Going into 2010, the Titans have many things to accomplish if they are to become the play-off caliber team of old. First of all, Young will need to demonstrate continued improvement, not only in his QB rating, but in his ability to successfully execute more of Heimerdinger’s playbook & game plans. In doing so, he should be able to moderately improve receiver productivity & most importantly minimize turnovers.
Secondly, the Titans need to make RB Chris Johnson happy & get him into camp as soon as possible. He and TE Bo Scaife are currently holding out for more money & new contracts. Currently, the Titan’s front office feels confident this will happen within their critical pre-season time-line. Let’s hope Chris Johnson follows, Andre Johnson’s lead by returning to team workouts.
In terms of RB depth, it is quite possible that second year talent Javon Ringer can be more productive than Lendale White, who was shipped off to Seattle during the draft. Perhaps the wildcard known as Legarrette Blount, might be able to make the team & contribute in special situations. He certainly possesses the talent to be a successful RB in the NFL, the obvious question is if he can mature emotionally & mentally to understand what it takes to become a respectable pro.
Thirdly, the Titans’ defensive will need to radically improve their performance over last season. The Titans went from 7th in total defense in 2008 to 28th in 2009. Last year, many analysts attributed the loss of DT Albert Haynesworth to free agency as one of the big reasons for the free fall in defensive productivity. While potentially true, given the nightmare the Redskins are currently experiencing with Haynesworth, I think it is safe to say Adams & Fisher do not miss his extremely expensive & distracting presence.
The Titans’ focus on defense during the draft came as no surprise. Tennessee is going forward without four starters from last season. The Titans ranked 31 out 32 in passing yards allowed in 2009. The Titans also ranked 28th in total yards allowed per game and gave up 31 touchdown receptions. They only managed 32 sacks.
The Titans expect rookie defensive end Derrick Morgan, the 16th overall pick in the draft, to contribute immediately. Expect former UCLA cornerback and rookie draft pick, Alterraun Verner, to provide early contributions for the Titans as well. This class of rookies is viewed by the coaching staff as the most intelligent rookie class they have seen to date. This could bode well in the coaches’ ability to get these players prepared to contribute sooner than expected in special teams and their assigned positions.

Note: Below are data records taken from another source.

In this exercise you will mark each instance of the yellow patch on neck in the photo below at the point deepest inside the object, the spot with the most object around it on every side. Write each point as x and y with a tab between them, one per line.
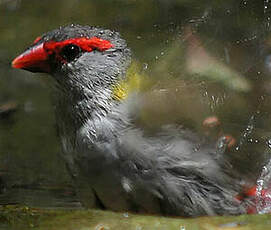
130	83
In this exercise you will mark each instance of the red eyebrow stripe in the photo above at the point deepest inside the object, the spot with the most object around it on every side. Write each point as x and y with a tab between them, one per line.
86	44
37	40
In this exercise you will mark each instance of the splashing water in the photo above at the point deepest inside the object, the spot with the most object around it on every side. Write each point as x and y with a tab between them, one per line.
263	190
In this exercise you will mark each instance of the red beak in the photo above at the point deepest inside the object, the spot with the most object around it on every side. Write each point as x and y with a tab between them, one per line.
35	59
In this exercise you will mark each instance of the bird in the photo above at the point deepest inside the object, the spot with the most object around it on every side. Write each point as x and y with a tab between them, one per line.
115	164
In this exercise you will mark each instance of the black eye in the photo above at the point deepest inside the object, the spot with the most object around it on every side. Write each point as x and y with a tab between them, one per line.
70	52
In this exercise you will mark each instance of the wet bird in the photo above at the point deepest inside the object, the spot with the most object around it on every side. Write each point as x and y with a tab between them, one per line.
115	164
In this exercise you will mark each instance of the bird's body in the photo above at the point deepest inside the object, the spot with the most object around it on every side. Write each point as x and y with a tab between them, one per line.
115	164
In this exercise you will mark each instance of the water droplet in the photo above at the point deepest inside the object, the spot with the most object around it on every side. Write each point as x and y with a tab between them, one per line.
126	215
145	66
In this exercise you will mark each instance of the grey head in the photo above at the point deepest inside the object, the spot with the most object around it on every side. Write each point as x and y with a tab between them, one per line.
78	56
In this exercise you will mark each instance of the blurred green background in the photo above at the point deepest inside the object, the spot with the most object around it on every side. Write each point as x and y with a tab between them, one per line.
218	51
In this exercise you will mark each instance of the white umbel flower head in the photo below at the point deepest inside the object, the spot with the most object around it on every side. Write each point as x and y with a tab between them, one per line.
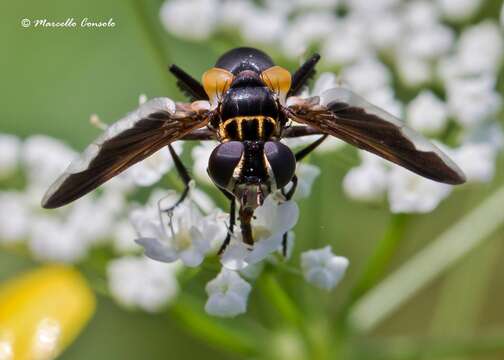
149	171
411	193
347	43
481	48
227	294
15	218
472	101
413	71
426	113
322	268
200	155
263	26
367	182
502	15
179	16
53	240
458	10
272	221
477	161
142	283
123	235
190	237
306	173
44	159
366	75
10	147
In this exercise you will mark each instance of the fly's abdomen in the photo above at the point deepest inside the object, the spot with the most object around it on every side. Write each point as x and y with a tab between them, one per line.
252	127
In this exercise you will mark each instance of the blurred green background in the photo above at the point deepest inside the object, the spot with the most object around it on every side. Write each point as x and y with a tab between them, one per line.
53	79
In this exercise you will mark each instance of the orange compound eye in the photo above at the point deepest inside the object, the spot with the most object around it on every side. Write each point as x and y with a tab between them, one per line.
277	79
216	82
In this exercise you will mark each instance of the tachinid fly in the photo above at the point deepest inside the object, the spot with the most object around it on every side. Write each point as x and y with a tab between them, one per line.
248	104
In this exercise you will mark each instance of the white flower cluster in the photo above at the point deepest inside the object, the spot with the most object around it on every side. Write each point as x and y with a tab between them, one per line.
453	74
193	231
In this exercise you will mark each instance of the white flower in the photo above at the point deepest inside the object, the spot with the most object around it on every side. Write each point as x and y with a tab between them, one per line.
10	147
189	238
385	30
15	218
377	6
471	101
316	3
324	82
271	221
231	12
366	75
347	43
123	236
150	170
428	42
262	26
385	99
305	30
458	10
489	133
227	294
502	15
306	174
143	283
426	113
413	71
420	14
200	155
411	193
99	213
367	182
45	158
190	19
322	268
477	161
481	47
53	240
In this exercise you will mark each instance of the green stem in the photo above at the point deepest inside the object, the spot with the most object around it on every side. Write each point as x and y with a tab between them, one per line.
210	330
428	264
380	259
279	298
416	348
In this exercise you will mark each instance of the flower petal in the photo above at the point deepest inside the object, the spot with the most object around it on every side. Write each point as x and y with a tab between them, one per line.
156	250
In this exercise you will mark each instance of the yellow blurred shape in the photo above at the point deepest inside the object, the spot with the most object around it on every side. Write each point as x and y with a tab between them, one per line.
42	311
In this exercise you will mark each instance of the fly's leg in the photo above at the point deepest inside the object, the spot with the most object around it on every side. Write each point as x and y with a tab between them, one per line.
184	176
232	221
189	85
300	155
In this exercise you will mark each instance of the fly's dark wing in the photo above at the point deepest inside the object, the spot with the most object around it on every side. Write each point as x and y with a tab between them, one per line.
347	116
126	142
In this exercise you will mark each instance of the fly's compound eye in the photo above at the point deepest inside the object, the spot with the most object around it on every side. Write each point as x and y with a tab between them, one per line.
278	80
223	161
216	82
282	162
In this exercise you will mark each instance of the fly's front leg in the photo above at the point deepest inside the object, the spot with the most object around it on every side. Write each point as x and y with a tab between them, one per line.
184	176
300	155
246	215
232	222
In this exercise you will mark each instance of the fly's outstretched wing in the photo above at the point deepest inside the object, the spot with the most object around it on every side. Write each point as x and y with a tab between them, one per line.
126	142
347	116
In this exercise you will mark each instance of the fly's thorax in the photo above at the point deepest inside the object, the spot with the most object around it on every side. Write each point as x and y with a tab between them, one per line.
242	128
248	113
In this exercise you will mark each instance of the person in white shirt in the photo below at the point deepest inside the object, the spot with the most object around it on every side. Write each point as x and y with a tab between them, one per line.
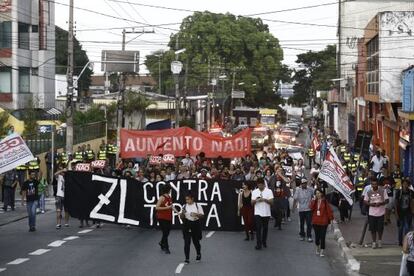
262	199
187	161
377	162
191	214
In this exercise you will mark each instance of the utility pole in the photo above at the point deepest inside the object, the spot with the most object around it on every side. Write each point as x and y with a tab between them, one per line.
177	90
69	99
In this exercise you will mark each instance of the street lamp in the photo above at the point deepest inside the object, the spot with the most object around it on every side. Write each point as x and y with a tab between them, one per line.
176	67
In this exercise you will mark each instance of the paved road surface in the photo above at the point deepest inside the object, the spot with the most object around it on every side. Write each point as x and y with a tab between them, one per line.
114	250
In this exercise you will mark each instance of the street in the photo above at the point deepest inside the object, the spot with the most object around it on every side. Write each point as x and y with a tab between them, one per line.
115	250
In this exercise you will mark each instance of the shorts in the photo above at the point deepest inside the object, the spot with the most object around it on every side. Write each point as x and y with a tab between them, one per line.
376	224
60	203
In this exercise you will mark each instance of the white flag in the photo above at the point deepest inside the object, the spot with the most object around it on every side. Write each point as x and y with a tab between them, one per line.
333	173
13	152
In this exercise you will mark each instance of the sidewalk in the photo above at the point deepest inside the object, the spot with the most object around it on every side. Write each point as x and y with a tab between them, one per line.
385	261
20	211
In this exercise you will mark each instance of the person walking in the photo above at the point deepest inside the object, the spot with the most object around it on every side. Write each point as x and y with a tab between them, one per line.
303	196
262	199
191	215
10	181
404	207
322	215
164	210
376	198
60	200
30	192
408	248
43	189
246	210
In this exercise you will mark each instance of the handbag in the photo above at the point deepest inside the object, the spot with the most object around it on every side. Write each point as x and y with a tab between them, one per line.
403	267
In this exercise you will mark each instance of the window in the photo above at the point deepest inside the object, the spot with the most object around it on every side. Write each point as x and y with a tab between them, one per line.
24	37
5	80
24	80
5	34
373	66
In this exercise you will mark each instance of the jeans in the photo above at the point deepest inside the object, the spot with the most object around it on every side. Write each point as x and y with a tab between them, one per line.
31	211
320	235
165	226
42	201
404	226
262	224
305	217
192	231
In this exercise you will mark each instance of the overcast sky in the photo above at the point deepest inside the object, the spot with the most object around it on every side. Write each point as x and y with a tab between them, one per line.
133	13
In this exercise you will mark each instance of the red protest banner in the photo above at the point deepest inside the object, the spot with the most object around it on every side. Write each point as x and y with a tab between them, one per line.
155	160
83	167
168	159
98	164
182	140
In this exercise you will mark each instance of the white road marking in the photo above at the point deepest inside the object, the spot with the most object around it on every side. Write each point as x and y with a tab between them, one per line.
209	234
85	231
39	252
71	238
179	268
18	261
56	243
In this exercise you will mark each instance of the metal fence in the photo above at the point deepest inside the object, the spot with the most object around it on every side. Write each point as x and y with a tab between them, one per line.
42	142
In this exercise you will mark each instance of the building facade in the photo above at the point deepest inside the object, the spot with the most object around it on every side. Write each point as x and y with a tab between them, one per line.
27	53
385	53
354	16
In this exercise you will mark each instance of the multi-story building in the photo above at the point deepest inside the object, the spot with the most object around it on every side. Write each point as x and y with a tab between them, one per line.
354	16
27	53
385	53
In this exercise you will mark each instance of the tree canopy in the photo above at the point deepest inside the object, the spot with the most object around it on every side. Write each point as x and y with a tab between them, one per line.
318	70
80	59
223	44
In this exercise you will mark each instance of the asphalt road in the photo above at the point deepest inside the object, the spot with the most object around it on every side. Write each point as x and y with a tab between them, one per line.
115	250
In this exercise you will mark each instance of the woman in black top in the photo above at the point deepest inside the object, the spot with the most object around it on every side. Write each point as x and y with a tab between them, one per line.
246	210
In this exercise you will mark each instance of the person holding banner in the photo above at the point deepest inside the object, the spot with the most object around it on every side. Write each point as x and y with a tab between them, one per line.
262	199
164	210
191	215
30	192
246	210
376	198
322	215
303	196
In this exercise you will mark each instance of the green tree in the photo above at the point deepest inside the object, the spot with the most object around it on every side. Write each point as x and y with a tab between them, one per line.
229	44
80	59
318	70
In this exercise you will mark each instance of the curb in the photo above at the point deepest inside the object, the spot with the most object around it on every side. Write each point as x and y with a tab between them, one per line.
346	253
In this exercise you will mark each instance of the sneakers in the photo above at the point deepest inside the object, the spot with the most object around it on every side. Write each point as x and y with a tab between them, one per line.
322	253
379	244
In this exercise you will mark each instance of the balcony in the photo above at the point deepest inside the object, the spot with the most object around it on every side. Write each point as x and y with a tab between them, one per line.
334	96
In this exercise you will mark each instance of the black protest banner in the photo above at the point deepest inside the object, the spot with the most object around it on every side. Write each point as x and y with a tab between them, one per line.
128	201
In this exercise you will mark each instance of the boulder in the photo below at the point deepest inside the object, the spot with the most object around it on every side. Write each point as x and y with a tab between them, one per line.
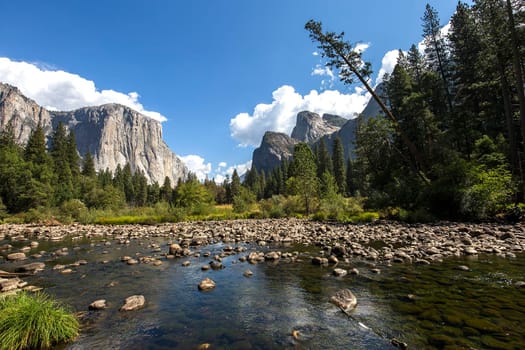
16	256
133	302
339	272
98	305
32	267
345	300
206	284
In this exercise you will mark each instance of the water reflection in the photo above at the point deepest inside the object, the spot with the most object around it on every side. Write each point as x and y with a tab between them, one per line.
432	306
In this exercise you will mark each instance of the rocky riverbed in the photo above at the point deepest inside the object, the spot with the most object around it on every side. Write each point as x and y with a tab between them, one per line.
97	268
380	243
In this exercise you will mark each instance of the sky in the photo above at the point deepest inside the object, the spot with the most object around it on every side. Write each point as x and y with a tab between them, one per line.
217	74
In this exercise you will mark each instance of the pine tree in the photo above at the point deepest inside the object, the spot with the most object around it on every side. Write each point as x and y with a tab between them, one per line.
63	186
88	166
324	161
303	180
166	191
436	50
235	184
339	165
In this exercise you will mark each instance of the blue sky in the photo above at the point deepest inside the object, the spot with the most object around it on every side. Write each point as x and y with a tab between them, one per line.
220	72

Regardless, the essential fact is that the Titans need to develop these players as soon as possible, especially Morgan and Verner on defense. Given their abysmal performance last year & the off-season departures of former veteran contributors like, Kyle Vanden Bosch, Keith Bullock & Nick Harper; the Titans really need immediate dividends from their rookies and younger returning players vying for starting positions vacated by the veterans lost in the off-season.

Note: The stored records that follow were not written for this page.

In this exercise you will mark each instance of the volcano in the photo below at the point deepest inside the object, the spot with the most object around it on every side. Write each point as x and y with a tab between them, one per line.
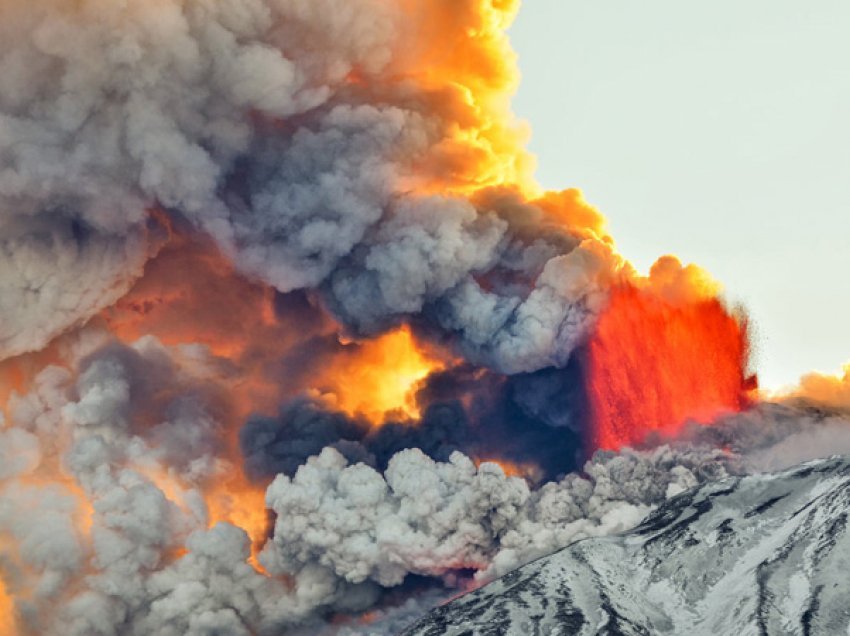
763	554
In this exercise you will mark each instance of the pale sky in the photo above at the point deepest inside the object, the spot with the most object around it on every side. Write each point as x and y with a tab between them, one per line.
718	131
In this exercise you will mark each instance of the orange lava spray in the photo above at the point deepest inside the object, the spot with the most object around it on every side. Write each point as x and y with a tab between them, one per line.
654	364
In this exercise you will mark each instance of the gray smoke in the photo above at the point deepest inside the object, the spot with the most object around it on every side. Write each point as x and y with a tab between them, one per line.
241	118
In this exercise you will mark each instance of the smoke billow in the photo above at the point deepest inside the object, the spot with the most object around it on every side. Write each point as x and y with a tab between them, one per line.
291	342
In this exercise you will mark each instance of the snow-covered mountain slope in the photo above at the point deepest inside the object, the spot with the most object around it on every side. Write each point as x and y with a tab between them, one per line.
762	554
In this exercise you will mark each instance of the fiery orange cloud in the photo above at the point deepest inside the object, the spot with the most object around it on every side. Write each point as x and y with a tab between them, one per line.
826	390
383	374
461	61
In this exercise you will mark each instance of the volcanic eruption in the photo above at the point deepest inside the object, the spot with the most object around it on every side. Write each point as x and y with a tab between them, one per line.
289	337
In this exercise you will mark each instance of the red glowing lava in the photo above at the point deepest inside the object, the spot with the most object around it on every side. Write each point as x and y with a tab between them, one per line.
653	365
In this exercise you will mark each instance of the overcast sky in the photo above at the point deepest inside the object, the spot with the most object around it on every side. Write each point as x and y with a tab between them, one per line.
718	131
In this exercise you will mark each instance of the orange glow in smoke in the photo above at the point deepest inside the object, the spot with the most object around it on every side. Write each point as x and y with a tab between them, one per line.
7	612
511	469
460	60
383	375
236	500
654	364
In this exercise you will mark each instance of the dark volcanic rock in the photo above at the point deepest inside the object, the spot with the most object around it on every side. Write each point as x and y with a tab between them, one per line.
764	554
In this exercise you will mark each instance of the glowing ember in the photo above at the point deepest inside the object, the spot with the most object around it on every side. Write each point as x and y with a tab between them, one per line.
653	365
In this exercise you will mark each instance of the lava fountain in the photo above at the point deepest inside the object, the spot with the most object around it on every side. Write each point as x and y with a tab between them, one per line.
654	364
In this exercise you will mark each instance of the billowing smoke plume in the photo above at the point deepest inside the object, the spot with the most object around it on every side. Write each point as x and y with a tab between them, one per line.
291	342
296	137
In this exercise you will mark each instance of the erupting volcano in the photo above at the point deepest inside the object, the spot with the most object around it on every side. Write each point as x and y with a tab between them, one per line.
290	340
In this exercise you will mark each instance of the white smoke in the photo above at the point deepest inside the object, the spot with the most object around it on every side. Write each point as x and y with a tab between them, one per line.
242	118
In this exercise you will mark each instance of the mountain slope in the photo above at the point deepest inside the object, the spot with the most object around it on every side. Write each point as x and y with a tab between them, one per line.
762	554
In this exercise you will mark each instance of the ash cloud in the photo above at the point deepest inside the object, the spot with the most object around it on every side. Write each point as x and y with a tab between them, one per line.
231	117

Vince Young is in the option year of his rookie contract & has recently changed agents from family friend, Major Adams, to Tom Condon, who is currently employed by both Peyton and Eli Manning, in addition to several other NFL QB’s. Typically, in these situations this is when players coming off of their rookie contract attempt to maximize their performance on the field, in order to justify a more lucrative second deal.
Given the contractual imperatives of this season, this is unquestionably the most critical season of Vince Young’s career. In terms performance expectations, 2010 requires Vince Young to significantly exceed his performance of his previous seasons.

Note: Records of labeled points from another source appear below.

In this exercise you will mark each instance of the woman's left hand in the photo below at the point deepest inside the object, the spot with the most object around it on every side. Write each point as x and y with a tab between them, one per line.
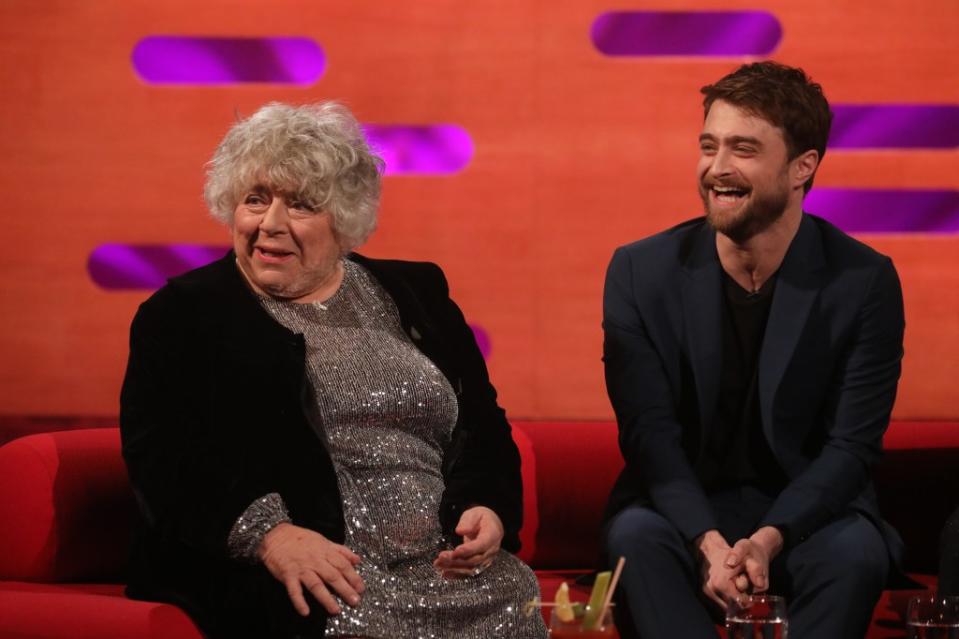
482	533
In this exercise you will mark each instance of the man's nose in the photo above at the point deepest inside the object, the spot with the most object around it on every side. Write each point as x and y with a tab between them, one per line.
721	164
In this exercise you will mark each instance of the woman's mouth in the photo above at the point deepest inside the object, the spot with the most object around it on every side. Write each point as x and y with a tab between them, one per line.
271	256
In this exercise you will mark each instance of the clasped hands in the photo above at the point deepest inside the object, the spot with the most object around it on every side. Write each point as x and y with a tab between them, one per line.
303	558
729	572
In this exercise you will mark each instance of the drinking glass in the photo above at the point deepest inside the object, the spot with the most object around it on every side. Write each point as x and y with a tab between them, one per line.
930	616
757	617
574	629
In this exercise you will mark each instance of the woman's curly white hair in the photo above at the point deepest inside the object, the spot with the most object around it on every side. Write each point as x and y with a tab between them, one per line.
315	152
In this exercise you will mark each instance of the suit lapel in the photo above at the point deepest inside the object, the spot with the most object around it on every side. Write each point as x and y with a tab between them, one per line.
797	288
702	319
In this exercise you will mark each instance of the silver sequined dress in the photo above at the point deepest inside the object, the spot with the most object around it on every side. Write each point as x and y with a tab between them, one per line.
387	414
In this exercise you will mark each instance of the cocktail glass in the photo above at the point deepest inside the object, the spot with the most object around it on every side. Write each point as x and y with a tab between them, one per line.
931	616
559	629
757	617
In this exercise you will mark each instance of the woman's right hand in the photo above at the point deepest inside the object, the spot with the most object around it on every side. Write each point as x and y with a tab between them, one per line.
300	557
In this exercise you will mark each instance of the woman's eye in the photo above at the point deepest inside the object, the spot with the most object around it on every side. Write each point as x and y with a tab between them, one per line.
303	207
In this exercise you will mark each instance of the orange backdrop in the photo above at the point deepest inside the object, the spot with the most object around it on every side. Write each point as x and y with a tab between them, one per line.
575	154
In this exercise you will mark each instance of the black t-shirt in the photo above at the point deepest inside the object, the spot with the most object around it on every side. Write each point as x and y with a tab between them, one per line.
736	450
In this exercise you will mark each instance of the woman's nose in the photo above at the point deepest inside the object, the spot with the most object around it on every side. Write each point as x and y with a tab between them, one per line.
276	217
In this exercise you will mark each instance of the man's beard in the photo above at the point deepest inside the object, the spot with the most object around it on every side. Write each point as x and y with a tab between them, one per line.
755	217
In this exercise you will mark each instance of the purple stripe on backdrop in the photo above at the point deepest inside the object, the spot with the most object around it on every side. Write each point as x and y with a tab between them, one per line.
123	267
686	33
437	149
213	60
887	211
482	340
146	266
895	126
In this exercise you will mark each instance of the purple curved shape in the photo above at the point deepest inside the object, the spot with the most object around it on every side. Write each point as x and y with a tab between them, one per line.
482	340
215	60
693	33
146	266
421	149
895	126
887	210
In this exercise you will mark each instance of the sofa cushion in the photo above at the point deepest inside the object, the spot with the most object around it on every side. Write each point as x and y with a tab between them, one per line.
86	611
72	505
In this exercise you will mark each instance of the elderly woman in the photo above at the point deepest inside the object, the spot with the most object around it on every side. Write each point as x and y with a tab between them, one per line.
312	435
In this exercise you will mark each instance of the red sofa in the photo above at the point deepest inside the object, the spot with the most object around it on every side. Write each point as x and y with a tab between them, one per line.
66	511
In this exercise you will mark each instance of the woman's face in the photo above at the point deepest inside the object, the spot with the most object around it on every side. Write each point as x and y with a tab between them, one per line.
286	248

The Titans biggest strength is their offensive line, which looks to dominate this season, thus providing performance opportunities for both Young, Johnson & other key play-makers, such as Kenny Britt, Bo Scaife & Nate Washington.
Lastly, when we ask the question, “Will the real Tennessee Titans step forward “?. What we are really asking is, “Will Vince Young and the Titans’ revamped defense be able to step forward in all 16 games of the 2010 season”?